Jéssica Vitorino destaca que a lei se conecta diretamente com outras legislações. “Com certeza, todas essas legislações são fundamentais. Quando falamos de direito, os códigos vigentes no país resultam em legislações específicas. Uma legislação que trata do superendividamento tem como base a Constituição Federal, passando pelo Código Civil e pelo Código de Defesa do Consumidor. Trata especificamente da vedação e do limite de juros abusivos em caso de parcelamento de cartão de crédito”, afirma.
Por fim, a advogada orienta sobre os cuidados práticos. “O contrato e os comprovantes, os extratos bancários que evidenciam os valores debitados e pagos devem ser guardados. Pode ocorrer de o contrato falar um valor e, na prática, o que é debitado da conta ou lançado na fatura vir com penduricalhos. Então, é importante contrastar o que é legal, o que está com base na lei do parcelamento de cartão de crédito, o que é contratado pelo consumidor e o que é aplicado na hora do pagamento. Muitas vezes, você paga mais do que está no contrato por outras questões, como taxas extras ou seguros não contratados. Isso acontece com muita frequência”, esclarece.
Em situações de cobrança abusiva, a advogada recomenda cautela. “Depende. As ações judiciais, até por uma questão de considerar que o Poder Judiciário já tem muitas ações, é interessante que todos os consumidores tentem resolver na via administrativa. Entretanto, após duas ou três tentativas sem sucesso, é importante que o consumidor procure, de fato, um advogado, pelo menos para entender como seria buscar judicialmente os seus direitos. É importante ressaltar também que, eventualmente, o consumidor tem direito a ser ressarcido. Ou seja, um consumidor que pagou anos de um contrato abusivo ou mesmo que fez o parcelamento do cartão de crédito e já finalizou esse parcelamento pagando muito mais do que deveria pode reaver o valor pago”, aponta.

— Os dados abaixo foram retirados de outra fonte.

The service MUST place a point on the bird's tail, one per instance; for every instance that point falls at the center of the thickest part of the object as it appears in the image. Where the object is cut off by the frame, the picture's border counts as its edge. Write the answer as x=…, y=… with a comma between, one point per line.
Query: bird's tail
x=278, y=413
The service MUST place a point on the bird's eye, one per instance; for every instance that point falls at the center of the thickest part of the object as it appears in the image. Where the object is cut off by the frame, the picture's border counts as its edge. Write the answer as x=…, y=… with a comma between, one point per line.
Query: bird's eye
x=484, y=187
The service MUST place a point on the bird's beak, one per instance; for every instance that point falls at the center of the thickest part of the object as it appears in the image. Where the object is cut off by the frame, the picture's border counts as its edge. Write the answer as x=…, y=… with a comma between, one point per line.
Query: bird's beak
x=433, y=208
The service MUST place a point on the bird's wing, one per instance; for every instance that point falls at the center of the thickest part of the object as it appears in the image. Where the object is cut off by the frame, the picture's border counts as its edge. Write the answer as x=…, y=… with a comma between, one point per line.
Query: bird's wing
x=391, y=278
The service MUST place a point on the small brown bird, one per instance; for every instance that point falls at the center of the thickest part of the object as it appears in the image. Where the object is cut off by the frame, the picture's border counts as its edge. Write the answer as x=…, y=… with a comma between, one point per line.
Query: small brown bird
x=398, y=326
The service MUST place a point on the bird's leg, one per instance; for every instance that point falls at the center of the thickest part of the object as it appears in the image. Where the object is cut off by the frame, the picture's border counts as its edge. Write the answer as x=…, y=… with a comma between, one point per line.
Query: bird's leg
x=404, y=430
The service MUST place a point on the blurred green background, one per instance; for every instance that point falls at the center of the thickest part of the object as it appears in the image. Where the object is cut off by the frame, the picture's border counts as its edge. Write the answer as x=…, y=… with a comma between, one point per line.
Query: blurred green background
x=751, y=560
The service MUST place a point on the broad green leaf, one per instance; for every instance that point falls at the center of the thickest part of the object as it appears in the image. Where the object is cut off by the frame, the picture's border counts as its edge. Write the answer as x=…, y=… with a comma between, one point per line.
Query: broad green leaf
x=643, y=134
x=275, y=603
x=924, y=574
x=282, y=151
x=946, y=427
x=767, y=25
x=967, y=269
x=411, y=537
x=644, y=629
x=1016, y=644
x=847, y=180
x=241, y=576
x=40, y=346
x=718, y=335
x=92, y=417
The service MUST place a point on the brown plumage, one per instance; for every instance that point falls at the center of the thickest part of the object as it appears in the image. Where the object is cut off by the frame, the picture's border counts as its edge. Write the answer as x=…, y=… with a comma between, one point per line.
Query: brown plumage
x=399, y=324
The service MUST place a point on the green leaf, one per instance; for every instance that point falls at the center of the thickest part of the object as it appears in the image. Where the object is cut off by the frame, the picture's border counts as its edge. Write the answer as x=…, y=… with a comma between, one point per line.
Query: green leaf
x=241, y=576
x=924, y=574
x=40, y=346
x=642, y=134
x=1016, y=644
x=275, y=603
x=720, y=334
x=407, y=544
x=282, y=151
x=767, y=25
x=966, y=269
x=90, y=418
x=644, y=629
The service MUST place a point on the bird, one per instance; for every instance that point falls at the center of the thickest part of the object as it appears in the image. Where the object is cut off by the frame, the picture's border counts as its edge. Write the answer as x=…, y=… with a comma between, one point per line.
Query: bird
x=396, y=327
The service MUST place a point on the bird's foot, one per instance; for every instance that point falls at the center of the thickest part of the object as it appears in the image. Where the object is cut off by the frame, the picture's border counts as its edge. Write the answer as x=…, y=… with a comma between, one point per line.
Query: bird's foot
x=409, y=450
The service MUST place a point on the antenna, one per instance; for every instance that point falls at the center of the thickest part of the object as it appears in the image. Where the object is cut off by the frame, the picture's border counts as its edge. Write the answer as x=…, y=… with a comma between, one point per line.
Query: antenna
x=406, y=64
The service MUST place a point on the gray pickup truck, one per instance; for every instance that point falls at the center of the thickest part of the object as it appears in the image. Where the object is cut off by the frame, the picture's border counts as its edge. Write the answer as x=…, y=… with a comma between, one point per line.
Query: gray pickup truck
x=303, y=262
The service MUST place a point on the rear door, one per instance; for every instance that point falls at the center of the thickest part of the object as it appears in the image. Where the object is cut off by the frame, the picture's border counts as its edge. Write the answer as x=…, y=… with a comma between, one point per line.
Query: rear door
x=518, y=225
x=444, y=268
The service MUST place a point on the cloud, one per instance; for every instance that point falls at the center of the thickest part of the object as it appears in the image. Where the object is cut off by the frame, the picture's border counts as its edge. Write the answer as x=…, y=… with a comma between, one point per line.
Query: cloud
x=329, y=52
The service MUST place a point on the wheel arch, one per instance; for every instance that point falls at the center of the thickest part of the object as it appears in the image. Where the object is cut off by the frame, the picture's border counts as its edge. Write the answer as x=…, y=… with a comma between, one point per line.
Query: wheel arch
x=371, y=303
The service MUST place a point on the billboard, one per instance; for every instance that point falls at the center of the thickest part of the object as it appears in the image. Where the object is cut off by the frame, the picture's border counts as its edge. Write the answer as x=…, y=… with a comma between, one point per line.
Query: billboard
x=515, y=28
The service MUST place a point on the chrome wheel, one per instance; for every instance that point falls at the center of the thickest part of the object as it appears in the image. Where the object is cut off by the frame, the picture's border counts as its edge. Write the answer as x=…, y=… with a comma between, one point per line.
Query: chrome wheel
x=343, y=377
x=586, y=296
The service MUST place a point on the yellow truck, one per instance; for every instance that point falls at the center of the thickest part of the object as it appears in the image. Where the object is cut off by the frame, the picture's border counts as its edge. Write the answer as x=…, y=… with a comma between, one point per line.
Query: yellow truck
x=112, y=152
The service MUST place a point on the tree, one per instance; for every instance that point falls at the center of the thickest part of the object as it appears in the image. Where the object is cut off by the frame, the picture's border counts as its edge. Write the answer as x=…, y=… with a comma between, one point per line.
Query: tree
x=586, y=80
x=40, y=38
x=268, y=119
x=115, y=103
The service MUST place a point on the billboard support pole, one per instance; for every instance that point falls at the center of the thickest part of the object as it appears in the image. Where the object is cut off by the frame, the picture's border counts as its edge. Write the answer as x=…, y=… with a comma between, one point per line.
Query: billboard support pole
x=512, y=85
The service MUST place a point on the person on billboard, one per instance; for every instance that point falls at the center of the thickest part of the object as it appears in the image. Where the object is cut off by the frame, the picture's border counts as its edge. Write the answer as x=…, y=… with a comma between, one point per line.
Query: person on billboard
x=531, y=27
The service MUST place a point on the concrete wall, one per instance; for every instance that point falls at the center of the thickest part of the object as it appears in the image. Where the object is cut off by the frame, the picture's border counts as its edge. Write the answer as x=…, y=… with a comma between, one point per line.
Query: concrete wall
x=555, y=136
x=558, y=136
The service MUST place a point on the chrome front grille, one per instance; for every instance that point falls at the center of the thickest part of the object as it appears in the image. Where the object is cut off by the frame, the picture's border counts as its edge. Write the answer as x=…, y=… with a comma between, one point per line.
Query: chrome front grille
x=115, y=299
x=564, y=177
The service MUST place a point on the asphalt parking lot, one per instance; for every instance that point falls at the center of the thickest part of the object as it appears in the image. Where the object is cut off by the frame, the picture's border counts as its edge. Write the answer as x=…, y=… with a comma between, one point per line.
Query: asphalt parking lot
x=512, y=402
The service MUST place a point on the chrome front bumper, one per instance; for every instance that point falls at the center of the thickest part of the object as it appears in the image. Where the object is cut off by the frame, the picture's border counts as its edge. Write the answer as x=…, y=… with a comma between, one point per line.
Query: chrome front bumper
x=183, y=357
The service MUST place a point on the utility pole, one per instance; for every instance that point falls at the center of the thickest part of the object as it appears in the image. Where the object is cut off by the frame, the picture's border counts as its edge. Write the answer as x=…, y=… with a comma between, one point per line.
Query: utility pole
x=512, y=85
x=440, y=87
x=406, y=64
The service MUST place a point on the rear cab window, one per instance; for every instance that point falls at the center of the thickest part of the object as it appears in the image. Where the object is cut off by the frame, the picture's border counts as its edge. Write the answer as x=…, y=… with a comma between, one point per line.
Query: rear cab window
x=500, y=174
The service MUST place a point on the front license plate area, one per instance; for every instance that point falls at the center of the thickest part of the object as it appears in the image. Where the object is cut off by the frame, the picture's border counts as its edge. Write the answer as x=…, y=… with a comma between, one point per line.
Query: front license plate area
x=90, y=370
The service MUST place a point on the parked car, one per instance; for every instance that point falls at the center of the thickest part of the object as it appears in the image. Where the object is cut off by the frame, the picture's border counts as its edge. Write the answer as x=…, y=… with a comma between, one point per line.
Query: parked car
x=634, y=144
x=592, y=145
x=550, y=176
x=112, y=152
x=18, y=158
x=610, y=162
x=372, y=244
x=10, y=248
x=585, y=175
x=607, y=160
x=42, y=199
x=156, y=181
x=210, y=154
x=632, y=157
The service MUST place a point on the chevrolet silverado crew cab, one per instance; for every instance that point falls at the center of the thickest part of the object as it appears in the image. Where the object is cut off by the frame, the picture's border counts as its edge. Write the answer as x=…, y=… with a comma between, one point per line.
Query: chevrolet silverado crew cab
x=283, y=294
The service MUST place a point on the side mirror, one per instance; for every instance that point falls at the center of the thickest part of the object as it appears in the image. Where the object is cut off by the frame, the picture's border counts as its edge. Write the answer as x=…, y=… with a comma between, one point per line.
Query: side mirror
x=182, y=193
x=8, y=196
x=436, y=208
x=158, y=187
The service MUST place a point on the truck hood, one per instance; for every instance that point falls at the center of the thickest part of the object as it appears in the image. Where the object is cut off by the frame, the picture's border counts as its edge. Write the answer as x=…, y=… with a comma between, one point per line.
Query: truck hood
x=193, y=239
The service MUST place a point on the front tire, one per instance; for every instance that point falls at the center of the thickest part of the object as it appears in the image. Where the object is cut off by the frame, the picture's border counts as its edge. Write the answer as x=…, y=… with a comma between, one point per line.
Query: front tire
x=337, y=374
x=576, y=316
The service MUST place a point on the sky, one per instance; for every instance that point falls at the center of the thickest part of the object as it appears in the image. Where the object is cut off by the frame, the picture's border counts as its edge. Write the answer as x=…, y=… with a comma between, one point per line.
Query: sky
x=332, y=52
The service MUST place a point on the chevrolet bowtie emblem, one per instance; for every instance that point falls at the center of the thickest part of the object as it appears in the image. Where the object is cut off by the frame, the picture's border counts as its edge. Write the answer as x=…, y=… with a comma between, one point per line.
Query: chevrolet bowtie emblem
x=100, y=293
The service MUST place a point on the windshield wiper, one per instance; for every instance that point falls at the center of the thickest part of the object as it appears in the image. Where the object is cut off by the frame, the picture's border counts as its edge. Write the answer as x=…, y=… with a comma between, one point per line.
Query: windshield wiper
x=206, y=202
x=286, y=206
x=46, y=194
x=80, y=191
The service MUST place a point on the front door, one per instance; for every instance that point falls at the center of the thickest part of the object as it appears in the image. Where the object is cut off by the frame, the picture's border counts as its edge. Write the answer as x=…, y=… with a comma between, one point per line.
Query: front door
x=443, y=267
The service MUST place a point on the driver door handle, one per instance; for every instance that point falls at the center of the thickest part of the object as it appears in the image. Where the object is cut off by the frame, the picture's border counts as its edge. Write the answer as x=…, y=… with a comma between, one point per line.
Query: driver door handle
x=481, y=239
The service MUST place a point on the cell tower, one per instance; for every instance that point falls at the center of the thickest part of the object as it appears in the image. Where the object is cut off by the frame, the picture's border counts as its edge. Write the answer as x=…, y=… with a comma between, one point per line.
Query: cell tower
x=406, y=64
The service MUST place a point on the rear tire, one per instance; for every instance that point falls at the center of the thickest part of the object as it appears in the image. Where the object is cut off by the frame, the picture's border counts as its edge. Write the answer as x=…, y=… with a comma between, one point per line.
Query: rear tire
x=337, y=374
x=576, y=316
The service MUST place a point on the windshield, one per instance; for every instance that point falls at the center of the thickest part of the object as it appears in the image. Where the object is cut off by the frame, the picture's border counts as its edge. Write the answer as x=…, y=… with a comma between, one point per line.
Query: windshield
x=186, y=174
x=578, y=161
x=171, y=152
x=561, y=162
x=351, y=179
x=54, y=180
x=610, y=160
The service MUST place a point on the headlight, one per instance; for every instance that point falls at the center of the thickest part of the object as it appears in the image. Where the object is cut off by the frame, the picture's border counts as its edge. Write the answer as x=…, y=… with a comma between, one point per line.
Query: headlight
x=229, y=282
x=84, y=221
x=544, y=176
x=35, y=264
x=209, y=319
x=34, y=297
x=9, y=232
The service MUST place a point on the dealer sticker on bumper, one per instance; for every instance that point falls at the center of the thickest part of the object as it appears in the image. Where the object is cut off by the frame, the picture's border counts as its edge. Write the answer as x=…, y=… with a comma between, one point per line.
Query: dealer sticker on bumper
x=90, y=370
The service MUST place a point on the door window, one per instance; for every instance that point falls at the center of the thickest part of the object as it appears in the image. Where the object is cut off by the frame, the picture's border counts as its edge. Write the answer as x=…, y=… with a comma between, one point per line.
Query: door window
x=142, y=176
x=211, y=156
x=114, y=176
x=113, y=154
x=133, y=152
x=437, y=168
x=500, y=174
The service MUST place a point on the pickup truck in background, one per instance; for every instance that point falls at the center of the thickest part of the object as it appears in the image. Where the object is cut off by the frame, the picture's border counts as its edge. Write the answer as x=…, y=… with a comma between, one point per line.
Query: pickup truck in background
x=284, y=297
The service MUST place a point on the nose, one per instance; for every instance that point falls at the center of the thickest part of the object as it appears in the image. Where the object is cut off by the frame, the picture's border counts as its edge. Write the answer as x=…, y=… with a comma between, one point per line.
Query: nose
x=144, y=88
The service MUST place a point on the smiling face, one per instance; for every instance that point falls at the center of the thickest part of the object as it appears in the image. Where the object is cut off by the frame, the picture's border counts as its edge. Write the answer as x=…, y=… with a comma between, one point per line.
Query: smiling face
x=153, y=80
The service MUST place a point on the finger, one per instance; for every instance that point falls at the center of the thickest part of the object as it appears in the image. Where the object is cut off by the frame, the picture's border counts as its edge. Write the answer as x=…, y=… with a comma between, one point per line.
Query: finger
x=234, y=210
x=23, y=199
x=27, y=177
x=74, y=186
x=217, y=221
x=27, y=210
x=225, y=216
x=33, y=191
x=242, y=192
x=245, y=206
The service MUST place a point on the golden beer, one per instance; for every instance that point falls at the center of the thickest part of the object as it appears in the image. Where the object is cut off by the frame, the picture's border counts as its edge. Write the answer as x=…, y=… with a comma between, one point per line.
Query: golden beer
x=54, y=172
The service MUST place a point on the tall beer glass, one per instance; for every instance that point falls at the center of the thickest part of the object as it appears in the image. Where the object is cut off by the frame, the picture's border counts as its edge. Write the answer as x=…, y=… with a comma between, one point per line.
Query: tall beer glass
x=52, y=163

Sobre a aplicação da lei em dívidas antigas, Vitorino esclarece que a vigência da lei se deu em 3 de janeiro de 2024. “Ou seja, o consumidor que parcelou a dívida em seis vezes a partir de 4 de janeiro de 2024 ainda pode, com base nessa lei, reivindicar os valores pagos a mais posteriormente à vigência da lei. Entretanto, não é possível aplicar a lei de forma retroativa para parcelamentos de cartão de crédito que ocorreram nos anos de 2023, 2022 ou anteriores”, comenta.
Na visão da especialista, a legislação é importante, mas ainda enfrenta desafios. “Eu acho que essa legislação vem para tentar dirimir os danos causados pelas taxas de juros muito altas aplicadas no Brasil. Mas a falta de conhecimento e a falta de aplicação da legislação na prática ainda fazem com que muitos consumidores saiam lesados. De forma que, numa análise técnica, ainda se percebe abusividade em quase metade dos contratos vigentes. Em nível de cartão de crédito, eu não tenho esse dado, mas podemos ter certeza de que essa legislação ainda não é completamente aplicada. Resta ao consumidor ir atrás do seu próprio direito e não ter a certeza de que o banco está aplicando o que é vigente”, finaliza.